# The signed two-space proximity model for learning representations in protein–protein interaction networks

**Authors:** Nikolaos Nakis, Chrysoula Kosma, Anastasia Brativnyk, Michail Chatzianastasis, Iakovos Evdaimon, Michalis Vazirgiannis

PMC · DOI: 10.1093/bioinformatics/btaf204 · Bioinformatics · 2025-04-23

## TL;DR

This paper introduces a new model for predicting protein–protein interactions that considers both activating and inhibitory relationships, improving accuracy and biological insight.

## Contribution

The novel Signed Two-Space Proximity Model (S2-SPM) captures both positive and negative interactions in signed PPI networks using dual latent spaces.

## Key findings

- S2-SPM outperforms baseline methods in predicting signed PPI interactions.
- Archetypes identified by S2-SPM are biologically relevant, as shown by Gene Ontology enrichment analysis.
- The model's reliability is confirmed through statistical significance and robustness metrics like BNMI.

## Abstract

Accurately predicting complex protein–protein interactions (PPIs) is crucial for decoding biological processes, from cellular functioning to disease mechanisms.
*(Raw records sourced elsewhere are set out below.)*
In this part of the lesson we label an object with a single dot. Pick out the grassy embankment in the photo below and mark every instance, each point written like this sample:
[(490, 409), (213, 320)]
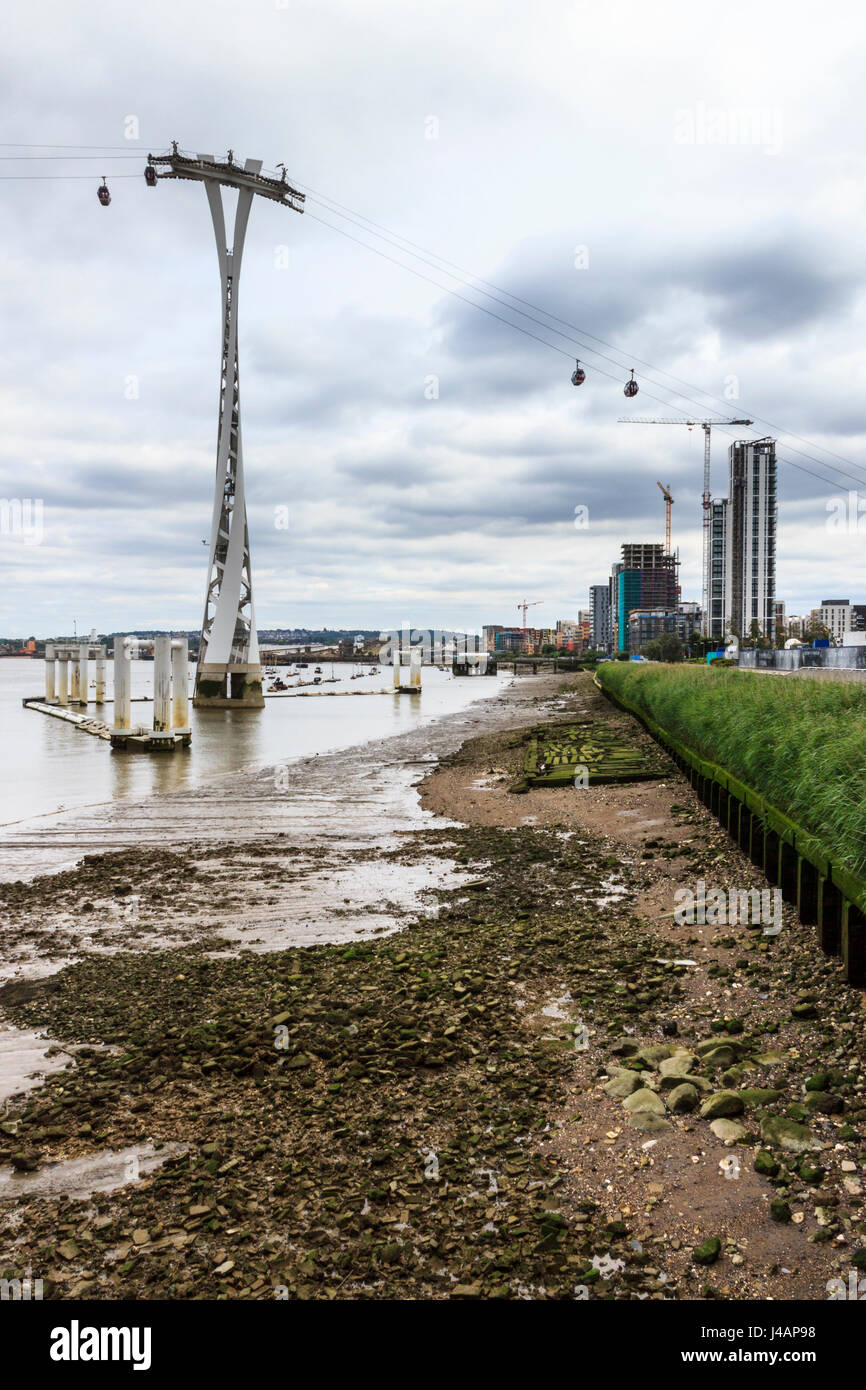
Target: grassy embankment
[(801, 744)]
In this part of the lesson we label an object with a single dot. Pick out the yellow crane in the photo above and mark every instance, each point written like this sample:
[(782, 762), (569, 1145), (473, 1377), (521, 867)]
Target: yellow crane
[(524, 606), (669, 503)]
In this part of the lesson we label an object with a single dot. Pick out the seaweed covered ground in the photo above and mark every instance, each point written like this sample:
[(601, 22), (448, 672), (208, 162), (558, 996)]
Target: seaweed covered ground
[(478, 1105)]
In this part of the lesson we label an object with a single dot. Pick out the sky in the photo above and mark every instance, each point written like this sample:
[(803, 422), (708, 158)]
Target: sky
[(680, 186)]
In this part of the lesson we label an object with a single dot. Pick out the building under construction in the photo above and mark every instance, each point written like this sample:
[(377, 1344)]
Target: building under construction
[(645, 580)]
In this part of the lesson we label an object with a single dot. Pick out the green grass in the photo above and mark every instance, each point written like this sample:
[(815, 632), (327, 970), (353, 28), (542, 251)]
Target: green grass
[(798, 742)]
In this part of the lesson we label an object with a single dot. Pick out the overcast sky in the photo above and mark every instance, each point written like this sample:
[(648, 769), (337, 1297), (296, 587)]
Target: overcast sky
[(684, 182)]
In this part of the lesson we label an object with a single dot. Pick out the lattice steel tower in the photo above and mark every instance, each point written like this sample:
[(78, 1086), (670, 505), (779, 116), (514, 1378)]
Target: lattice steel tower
[(228, 673)]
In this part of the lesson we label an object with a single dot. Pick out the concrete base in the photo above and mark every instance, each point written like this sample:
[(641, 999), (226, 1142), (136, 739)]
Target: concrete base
[(228, 687)]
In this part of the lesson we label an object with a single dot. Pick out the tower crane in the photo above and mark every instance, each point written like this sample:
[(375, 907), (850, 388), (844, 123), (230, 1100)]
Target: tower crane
[(524, 606), (706, 501), (669, 503)]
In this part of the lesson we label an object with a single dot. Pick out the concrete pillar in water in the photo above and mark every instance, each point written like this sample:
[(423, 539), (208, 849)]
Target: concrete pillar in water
[(63, 677), (49, 674), (161, 684), (84, 674), (180, 684), (123, 683)]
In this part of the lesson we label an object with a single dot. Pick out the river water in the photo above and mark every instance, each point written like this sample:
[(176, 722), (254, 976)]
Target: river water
[(53, 773)]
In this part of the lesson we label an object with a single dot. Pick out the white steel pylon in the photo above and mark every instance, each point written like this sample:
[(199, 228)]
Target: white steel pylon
[(228, 672)]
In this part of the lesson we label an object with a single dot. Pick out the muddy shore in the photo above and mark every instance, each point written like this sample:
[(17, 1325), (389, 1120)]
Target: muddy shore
[(430, 1091)]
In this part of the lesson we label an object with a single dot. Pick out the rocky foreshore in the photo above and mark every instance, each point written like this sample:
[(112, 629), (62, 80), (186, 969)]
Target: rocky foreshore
[(549, 1089)]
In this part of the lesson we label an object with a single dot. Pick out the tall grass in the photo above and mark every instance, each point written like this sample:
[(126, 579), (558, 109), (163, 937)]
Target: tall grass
[(799, 742)]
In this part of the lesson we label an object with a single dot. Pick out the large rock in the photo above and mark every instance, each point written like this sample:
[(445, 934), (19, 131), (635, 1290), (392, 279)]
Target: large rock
[(723, 1102), (759, 1096), (783, 1133), (644, 1100), (654, 1052), (708, 1253), (683, 1098), (666, 1083), (712, 1045), (824, 1102), (677, 1065)]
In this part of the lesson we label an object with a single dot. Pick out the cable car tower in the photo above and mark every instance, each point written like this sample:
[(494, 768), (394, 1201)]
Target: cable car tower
[(228, 673)]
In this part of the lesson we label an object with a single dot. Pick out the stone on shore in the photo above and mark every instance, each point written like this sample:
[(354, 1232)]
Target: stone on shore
[(723, 1102)]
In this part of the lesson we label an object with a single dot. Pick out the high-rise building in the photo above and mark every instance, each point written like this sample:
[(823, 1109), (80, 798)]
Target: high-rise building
[(836, 616), (751, 560), (599, 617), (742, 544), (645, 580)]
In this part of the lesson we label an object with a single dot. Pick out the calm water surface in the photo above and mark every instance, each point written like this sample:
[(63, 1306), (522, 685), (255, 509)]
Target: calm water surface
[(49, 766)]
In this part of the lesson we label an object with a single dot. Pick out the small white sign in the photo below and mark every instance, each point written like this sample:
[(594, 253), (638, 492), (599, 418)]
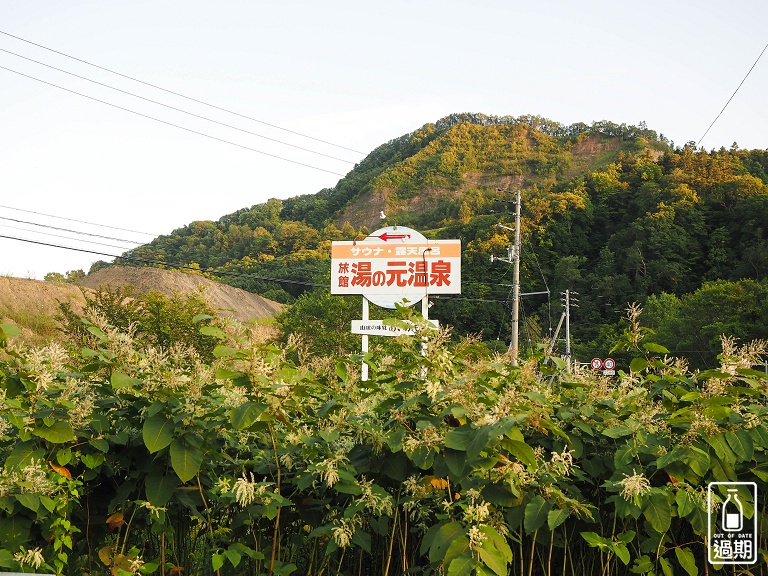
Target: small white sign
[(732, 526), (378, 328), (396, 265)]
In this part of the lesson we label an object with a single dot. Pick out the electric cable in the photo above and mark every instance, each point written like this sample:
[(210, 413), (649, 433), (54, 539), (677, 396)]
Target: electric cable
[(72, 231), (179, 94), (178, 109), (64, 237), (168, 264), (79, 221), (732, 95), (171, 123), (212, 271)]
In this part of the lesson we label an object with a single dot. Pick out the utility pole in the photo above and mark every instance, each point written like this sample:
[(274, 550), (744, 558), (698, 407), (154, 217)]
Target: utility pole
[(514, 349), (568, 329), (568, 300), (513, 257)]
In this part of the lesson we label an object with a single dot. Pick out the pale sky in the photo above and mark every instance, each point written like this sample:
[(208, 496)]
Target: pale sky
[(353, 73)]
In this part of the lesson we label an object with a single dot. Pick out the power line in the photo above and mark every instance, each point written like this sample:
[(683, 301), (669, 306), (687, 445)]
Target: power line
[(168, 264), (179, 94), (66, 237), (732, 95), (171, 123), (212, 271), (68, 230), (177, 109), (79, 221)]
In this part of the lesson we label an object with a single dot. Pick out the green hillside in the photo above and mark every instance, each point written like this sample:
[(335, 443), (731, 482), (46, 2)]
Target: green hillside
[(614, 212)]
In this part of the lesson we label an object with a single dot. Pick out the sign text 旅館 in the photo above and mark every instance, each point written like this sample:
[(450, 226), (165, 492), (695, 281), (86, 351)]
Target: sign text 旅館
[(404, 271)]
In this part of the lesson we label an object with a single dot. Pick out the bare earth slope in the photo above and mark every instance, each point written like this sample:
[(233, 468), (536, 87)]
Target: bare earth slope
[(231, 301), (33, 305)]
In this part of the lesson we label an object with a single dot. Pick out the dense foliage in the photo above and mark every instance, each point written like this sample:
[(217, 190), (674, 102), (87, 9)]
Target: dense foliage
[(613, 212), (133, 458)]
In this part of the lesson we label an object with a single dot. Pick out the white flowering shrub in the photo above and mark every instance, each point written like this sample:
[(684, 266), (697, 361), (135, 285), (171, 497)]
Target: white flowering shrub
[(128, 458)]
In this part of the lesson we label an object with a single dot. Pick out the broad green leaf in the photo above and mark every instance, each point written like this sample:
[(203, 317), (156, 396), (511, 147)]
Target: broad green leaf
[(224, 374), (536, 512), (521, 451), (617, 432), (233, 556), (120, 380), (58, 433), (722, 449), (687, 560), (246, 414), (186, 460), (493, 559), (655, 348), (100, 444), (159, 488), (621, 553), (638, 364), (214, 331), (658, 511), (494, 551), (462, 564), (217, 561), (64, 456), (29, 500), (15, 531), (157, 433), (468, 439), (223, 351), (741, 444), (9, 330), (556, 517), (595, 540), (92, 461), (442, 538)]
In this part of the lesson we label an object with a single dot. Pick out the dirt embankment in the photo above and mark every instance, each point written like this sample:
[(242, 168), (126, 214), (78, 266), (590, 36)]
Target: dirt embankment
[(34, 304), (230, 301)]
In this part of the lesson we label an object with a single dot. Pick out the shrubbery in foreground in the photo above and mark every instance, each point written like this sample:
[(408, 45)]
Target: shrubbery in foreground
[(129, 459)]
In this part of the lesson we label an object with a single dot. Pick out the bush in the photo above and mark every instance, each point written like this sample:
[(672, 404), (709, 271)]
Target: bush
[(123, 456)]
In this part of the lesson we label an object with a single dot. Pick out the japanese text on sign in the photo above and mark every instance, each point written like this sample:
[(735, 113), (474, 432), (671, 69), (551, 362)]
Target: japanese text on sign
[(433, 268)]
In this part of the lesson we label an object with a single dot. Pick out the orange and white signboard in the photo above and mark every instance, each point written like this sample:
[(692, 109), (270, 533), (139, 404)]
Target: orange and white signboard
[(396, 265)]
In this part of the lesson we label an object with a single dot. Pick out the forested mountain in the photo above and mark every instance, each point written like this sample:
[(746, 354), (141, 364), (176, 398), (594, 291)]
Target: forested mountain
[(616, 213)]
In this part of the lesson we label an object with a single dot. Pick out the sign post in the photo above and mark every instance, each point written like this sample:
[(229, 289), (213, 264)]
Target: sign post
[(395, 266)]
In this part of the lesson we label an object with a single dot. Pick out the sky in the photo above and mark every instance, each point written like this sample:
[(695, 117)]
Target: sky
[(258, 99)]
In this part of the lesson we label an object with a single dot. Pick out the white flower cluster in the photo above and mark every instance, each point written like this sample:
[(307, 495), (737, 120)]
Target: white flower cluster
[(46, 363), (635, 485), (249, 491), (343, 532), (32, 557), (375, 501), (328, 469)]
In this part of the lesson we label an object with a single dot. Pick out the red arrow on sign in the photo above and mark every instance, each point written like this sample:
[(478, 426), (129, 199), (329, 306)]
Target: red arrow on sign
[(386, 237)]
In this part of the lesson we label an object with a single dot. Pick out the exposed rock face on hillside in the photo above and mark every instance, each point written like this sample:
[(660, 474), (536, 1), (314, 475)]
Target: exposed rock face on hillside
[(231, 301)]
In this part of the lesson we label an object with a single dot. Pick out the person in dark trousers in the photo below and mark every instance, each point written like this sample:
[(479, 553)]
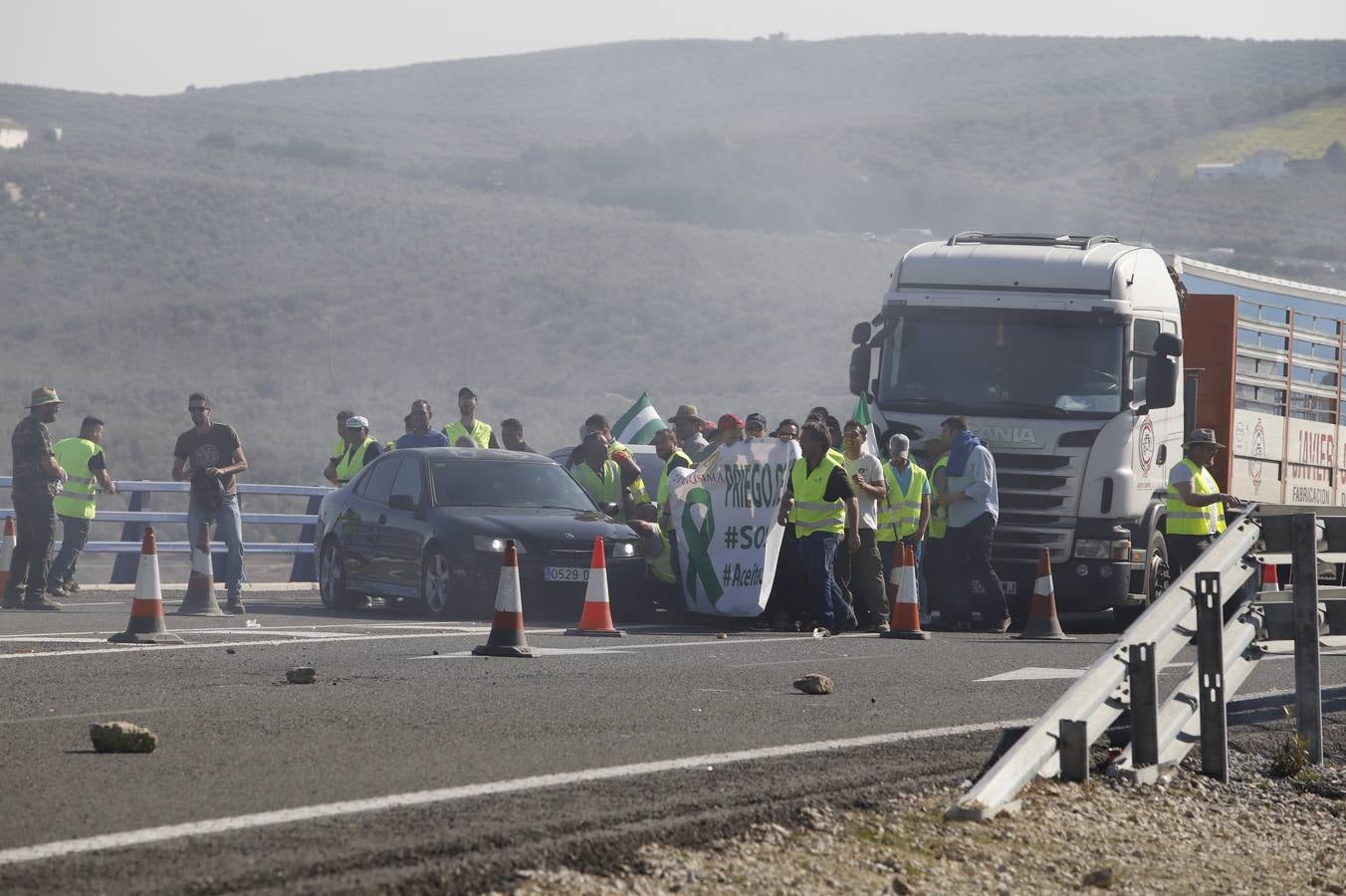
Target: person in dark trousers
[(824, 512), (210, 456), (37, 478), (1196, 509), (974, 502)]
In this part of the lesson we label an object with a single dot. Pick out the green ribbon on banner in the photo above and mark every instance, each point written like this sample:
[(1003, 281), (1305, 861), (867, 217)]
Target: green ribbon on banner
[(698, 540)]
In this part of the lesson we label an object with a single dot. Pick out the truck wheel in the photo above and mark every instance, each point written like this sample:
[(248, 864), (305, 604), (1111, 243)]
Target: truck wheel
[(1155, 582)]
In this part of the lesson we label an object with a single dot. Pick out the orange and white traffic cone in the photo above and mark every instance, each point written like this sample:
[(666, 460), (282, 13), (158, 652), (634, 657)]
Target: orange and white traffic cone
[(906, 604), (596, 616), (507, 638), (201, 581), (147, 607), (1043, 623), (7, 544)]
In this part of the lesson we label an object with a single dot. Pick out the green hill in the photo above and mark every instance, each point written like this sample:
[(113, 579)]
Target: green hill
[(561, 230)]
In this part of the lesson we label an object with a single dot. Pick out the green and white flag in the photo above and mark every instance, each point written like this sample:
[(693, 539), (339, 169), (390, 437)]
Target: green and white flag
[(638, 424), (861, 414)]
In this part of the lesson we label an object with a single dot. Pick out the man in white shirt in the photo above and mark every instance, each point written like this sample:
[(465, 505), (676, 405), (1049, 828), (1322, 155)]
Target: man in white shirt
[(860, 570)]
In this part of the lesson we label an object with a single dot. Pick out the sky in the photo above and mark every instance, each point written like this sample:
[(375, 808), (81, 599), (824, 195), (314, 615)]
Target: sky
[(161, 46)]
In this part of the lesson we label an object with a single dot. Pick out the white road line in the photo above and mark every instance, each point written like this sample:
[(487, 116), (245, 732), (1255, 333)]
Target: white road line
[(469, 791)]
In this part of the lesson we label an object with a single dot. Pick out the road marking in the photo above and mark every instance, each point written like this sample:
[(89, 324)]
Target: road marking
[(122, 839)]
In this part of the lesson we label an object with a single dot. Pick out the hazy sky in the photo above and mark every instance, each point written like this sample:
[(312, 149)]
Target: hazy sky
[(160, 46)]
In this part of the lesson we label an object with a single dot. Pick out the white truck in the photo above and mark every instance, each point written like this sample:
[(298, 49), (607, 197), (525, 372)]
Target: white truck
[(1066, 354)]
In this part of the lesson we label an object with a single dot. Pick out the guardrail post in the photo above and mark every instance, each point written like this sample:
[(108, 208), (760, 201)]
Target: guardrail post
[(126, 566), (1144, 704), (1211, 669), (1308, 694), (305, 569), (1074, 750)]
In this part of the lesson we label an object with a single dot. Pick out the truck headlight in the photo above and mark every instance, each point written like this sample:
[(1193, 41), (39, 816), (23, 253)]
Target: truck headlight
[(1102, 550), (496, 545)]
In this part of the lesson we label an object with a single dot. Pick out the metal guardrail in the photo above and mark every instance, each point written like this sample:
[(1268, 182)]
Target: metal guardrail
[(140, 516), (1125, 677)]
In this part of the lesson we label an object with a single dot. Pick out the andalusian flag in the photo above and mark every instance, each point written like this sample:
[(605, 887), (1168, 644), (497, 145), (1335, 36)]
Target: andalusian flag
[(637, 427), (861, 414)]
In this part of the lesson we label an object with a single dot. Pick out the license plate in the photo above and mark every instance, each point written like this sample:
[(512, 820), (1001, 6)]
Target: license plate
[(564, 573)]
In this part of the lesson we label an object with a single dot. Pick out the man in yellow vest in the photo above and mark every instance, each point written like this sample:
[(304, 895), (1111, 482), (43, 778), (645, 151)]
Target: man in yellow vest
[(600, 477), (824, 510), (467, 424), (905, 513), (361, 448), (85, 464), (1196, 510)]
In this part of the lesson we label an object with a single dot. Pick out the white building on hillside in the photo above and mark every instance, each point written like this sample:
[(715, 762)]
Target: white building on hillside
[(12, 134), (1264, 163)]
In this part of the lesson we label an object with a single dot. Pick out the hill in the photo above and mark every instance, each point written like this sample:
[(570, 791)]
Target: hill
[(562, 230)]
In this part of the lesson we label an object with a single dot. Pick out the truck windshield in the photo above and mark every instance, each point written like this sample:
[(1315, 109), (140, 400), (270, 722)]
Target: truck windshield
[(1013, 363)]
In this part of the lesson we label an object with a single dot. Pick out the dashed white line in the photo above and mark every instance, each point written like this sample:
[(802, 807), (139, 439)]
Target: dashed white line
[(122, 839)]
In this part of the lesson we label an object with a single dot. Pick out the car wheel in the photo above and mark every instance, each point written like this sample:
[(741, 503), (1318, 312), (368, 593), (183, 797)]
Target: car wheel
[(1157, 580), (332, 578), (435, 584)]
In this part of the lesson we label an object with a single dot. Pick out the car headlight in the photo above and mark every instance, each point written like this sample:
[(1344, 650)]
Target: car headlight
[(496, 545), (1102, 550)]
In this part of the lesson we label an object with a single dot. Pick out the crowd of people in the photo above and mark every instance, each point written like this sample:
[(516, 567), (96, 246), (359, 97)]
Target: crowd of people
[(843, 512)]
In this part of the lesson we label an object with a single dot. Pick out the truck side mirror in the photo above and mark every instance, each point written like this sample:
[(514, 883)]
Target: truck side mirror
[(860, 368), (1167, 343), (1161, 382)]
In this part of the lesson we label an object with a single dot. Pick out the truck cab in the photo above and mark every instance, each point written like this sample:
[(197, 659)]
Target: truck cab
[(1063, 352)]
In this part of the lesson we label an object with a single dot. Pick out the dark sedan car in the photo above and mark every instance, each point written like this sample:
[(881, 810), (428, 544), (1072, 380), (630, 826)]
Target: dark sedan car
[(428, 527)]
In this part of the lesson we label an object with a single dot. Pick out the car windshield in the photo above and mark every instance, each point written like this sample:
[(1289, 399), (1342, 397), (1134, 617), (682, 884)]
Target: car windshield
[(504, 483), (1012, 363)]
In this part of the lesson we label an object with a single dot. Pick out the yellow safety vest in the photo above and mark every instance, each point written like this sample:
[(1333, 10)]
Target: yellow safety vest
[(481, 433), (77, 495), (901, 512), (639, 494), (939, 527), (664, 477), (810, 512), (603, 489), (1185, 520), (352, 460)]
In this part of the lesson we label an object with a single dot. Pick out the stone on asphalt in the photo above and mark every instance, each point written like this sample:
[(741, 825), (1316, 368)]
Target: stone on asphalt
[(121, 738), (814, 684), (302, 676)]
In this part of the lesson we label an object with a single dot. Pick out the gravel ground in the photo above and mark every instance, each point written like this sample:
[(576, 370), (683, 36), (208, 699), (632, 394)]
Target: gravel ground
[(1192, 834)]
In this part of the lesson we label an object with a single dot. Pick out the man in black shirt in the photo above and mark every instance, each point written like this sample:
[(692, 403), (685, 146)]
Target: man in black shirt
[(214, 455), (35, 478)]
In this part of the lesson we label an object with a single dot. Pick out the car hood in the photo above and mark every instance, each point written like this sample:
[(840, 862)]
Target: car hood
[(536, 523)]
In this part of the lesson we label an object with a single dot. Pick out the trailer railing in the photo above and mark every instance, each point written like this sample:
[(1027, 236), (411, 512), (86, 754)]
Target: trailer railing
[(138, 514)]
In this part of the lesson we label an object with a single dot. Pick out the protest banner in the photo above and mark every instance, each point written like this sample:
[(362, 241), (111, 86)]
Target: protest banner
[(725, 518)]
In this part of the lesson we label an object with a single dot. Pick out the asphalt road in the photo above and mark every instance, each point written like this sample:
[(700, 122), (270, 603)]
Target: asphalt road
[(466, 767)]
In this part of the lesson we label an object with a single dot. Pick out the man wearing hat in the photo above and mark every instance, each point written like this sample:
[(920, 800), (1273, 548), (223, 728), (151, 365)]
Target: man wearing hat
[(359, 450), (37, 478), (1196, 512), (467, 424), (688, 425)]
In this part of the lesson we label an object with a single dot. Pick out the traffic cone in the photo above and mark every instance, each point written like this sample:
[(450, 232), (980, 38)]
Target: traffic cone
[(6, 554), (147, 607), (201, 581), (906, 605), (596, 616), (507, 638), (1042, 615)]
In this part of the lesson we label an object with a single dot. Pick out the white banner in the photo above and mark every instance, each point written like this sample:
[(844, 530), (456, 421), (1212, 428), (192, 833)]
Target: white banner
[(725, 517)]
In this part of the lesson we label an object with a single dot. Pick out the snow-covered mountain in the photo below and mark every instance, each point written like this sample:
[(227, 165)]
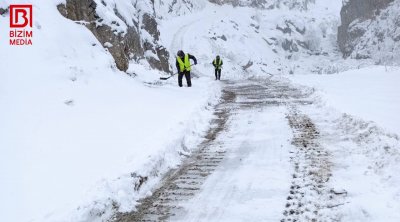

However, experimental methods for determining PPIs are computationally expensive. Thus, attention has been recently drawn to machine learning approaches. Furthermore, insufficient effort has been made toward analyzing signed PPI networks, which capture both activating (positive) and inhibitory (negative) interactions. To accurately represent biological relationships, we present the Signed Two-Space Proximity Model (S2-SPM) for signed PPI networks, which explicitly incorporates both types of interactions, reflecting the complex regulatory mechanisms within biological systems. This is achieved by leveraging two independent latent spaces to differentiate between positive and negative interactions while representing protein similarity through proximity in these spaces. Our approach also enables the identification of archetypes representing extreme protein profiles.

S2-SPM’s superior performance in predicting the presence and sign of interactions in SPPI networks is demonstrated in link prediction tasks against relevant baseline methods. Additionally, the biological prevalence of the identified archetypes is confirmed by an enrichment analysis of Gene Ontology (GO) terms, which reveals that distinct biological tasks are associated with archetypal groups formed by both interactions. This study is also validated regarding statistical significance and sensitivity analysis, providing insights into the functional roles of different interaction types. Finally, the robustness and consistency of the extracted archetype structures are confirmed using the Bayesian Normalized Mutual Information (BNMI) metric, proving the model’s reliability in capturing meaningful SPPI patterns.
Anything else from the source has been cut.